Meta also doesn't use private chats on their messaging services as training data for the model, and is taking steps to filter personal details from public datasets used for training, according to Global Meta Affairs President Nick Clegg, who spoke on the sidelines of their company's annual conference this week.
"We are trying to exclude data sets containing very dominant personal information," Clegg said. He added that "most of the" data used by Meta for training is publicly available.
He gave LinkedIn an example of a website whose content Meta deliberately does not use due to privacy concerns.

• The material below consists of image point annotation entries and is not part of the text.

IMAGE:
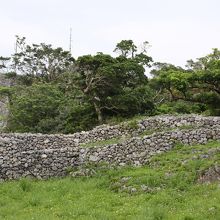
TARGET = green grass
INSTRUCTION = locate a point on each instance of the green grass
(166, 189)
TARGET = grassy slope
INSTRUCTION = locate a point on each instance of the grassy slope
(166, 189)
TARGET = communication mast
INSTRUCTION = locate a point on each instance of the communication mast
(70, 46)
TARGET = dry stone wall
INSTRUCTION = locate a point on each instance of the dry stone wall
(44, 156)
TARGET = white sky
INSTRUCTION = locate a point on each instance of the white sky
(177, 30)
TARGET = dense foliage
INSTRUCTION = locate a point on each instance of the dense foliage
(55, 93)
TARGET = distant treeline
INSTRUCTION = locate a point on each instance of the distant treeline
(55, 93)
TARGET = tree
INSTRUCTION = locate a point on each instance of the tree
(104, 79)
(40, 61)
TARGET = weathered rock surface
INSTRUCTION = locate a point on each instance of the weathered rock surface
(44, 156)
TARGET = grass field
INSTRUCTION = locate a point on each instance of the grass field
(165, 189)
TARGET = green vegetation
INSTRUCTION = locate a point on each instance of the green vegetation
(55, 93)
(165, 189)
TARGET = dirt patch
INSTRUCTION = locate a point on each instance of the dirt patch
(210, 175)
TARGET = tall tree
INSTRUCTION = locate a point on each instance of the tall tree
(40, 61)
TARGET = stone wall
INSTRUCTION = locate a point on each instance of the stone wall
(4, 102)
(104, 132)
(45, 156)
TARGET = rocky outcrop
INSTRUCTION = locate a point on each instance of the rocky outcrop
(45, 156)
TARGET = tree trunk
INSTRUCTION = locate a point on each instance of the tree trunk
(98, 112)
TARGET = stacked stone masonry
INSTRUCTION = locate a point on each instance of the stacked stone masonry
(44, 156)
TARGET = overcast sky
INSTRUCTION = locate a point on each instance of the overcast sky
(177, 30)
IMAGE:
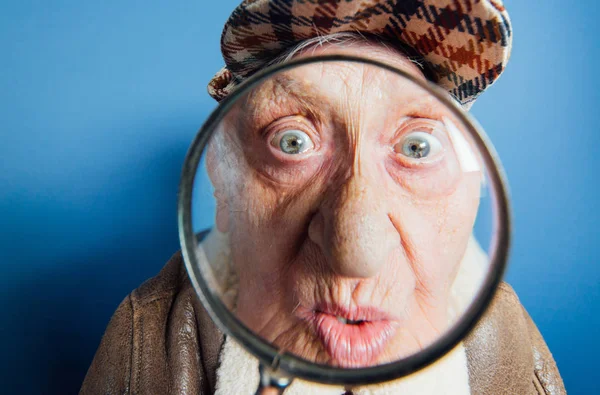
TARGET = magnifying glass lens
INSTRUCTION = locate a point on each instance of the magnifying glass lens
(342, 214)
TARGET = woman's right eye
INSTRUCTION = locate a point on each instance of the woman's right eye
(292, 142)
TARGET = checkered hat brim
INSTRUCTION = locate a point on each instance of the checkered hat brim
(465, 43)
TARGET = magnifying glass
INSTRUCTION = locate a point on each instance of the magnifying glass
(344, 222)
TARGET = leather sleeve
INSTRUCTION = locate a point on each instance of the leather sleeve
(546, 376)
(110, 370)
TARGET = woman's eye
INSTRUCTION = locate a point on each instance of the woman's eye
(293, 142)
(418, 145)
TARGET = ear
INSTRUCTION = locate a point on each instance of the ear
(214, 170)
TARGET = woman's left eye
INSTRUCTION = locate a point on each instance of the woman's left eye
(292, 142)
(418, 145)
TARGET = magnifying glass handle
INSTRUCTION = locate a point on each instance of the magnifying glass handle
(271, 382)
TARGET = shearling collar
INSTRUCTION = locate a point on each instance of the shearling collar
(238, 370)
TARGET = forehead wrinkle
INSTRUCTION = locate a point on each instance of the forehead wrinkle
(284, 91)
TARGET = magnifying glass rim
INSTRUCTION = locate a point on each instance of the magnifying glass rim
(298, 367)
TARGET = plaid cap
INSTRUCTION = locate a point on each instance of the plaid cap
(465, 43)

Clegg's comments come as tech companies such as Alphabet's Meta, OpenAI, and Google have been criticized for using information taken from the internet without permission to train their AI model, which absorbs large amounts of data to summarize information and generate images.
These companies are considering how to handle personal material or copyrighted ones taken into the process whose AI systems they may generate, while facing lawsuits from authors accusing them of copyright infringement.
Meta AI is the most significant product among the company's first AI tools aimed at consumers, Meta CEO Mark Zuckerberg revealed on Wednesday 27 September at Meta's annual product conference, Connect. This year's event was dominated by talks about artificial intelligence, in contrast to previous conferences focused on the most advanced and virtual reality.
Meta made the assistant use a special model based on the powerful Llama 2 big language model the company released for public commercial use in July, as well as a new model named Emu that produces images in response to text demand, the company said.
This product will be able to generate text, audio, and images, and will have access to real-time information through a partnership with Microsoft's Bing search engine.
"The public's Facebook and Instagram posts used to train Meta AI include text and photos," Clegg said.
The posts are used to train Emu for product image generation elements, while the chat function is based on Llama 2 with several publicly available datasets and annotated, a Meta spokesperson told Reuters.
"Interaction with Meta AI can also be used to improve future features," Clegg said.
Clegg says Meta imposes security restrictions on content that can be generated by Meta AI tools, such as bans on the creation of realistic photos of famous figures.
VOIR éGALEMENT:
About copyrighted material, Clegg said that he hopes there will be "a number of lawsuits" regarding the issue "whether creative content is covered or not by existing reasonable use doctrines," which allows limited use of copyright-protected works for purposes such as comments, research, and parody.
"We thought it was, but I was very suspicious it would play in litigation," Clegg said.
Several companies with image generation tools facilitate the reproduction of iconic characters such as Mickey Mouse, while others have paid for the material or deliberately avoided including it in training data.
OpenAI, for example, signed a six-year deal with content provider Shutterstock this summer to use the company's image, video and music library for training.
Asked whether Meta has taken similar steps to avoid copyrighted image reproduction, a Meta spokesperson refers to a new service requirement that prohibits users from producing content that violates privacy and intellectual property rights.